Free Library of Philadelphia
1901 Vine Street Central Library
March 2–June 14, 2015

“Word & Image”—one of two shows together presented as “Framing Fraktur”—sprawls throughout the Free Library’s lobby, corridors, and archives, exploring ties between historical fraktur—eighteenth- to nineteenth-century Pennsylvania German manuscript-based folk art—and the practices of seven contemporary artists who treat words as visual or material compositional elements as much as carriers of verbal information. Curated by Judith Tannenbaum, the exhibition interweaves conceptually—and sometimes spatially—with the concurrent archival presentation “Quill & Brush,” organized by Lisa Minardi. Vitrines, tucked in a first-floor corridor and filled with contemporary works alongside fraktur facsimiles, provide a primer on the exhibition’s themes.

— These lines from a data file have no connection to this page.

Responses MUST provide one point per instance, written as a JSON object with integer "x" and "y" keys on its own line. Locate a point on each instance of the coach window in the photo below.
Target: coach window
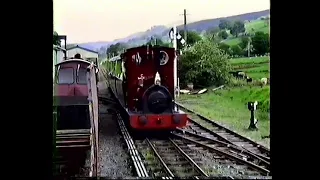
{"x": 82, "y": 76}
{"x": 66, "y": 76}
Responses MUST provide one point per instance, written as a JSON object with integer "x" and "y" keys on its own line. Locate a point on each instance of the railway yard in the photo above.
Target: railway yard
{"x": 203, "y": 149}
{"x": 111, "y": 125}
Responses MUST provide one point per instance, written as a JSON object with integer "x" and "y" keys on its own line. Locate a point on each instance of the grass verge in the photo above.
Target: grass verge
{"x": 229, "y": 108}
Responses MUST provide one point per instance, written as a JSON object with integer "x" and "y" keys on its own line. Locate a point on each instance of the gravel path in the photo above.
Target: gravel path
{"x": 114, "y": 161}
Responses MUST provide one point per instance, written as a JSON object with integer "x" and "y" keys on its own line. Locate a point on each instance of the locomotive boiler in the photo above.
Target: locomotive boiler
{"x": 142, "y": 81}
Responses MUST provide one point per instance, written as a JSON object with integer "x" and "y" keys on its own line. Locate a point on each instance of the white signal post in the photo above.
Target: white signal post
{"x": 175, "y": 64}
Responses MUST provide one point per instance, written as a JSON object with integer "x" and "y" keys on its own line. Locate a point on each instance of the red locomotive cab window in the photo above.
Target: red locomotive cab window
{"x": 82, "y": 76}
{"x": 66, "y": 76}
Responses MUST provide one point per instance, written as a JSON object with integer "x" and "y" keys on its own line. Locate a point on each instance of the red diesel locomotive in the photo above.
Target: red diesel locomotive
{"x": 71, "y": 94}
{"x": 142, "y": 80}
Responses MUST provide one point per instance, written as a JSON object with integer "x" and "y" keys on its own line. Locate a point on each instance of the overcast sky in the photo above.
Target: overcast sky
{"x": 106, "y": 20}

Anthony Campuzano’s case, for example, includes a drawing with text, Autobiography: Emily Dickinson via Frances Farmer, 2004, next to the watercolor fraktur Spiritual Labyrinth, 1785. Both works crush text as mark making into claustrophobic, repetitive layouts that reinforce their words’ emotive subject matter.

Embracing fraktur’s blurring of fine art and utilitarian design, artist Marian Bantjes has created the show’s ornate primary-colored graphic identity, which flutters on tall banners between the library’s exterior columns, heads up marketing materials, and graces the catalogue’s cover. On the second floor, three of Bantjes’s Framing Fraktur, 2014, pencil studies on gridded paper, adapted from archival fraktur letterforms, hang not far from Elaine Reichek’s modest needlepoint work Sampler (Kruger/Holzer), 1998. Serving as a critical microcosm of the exhibition—and positing that formal similarities between fraktur and current art belie significant differences in values—Reichek’s work places oft-embroidered eighteenth-century idioms (“Do as you would be done by”) in contentious dialogue with appropriated contemporary phrases, such as Jenny Holzer’s 1977 truism “Abuse of power comes as no surprise.”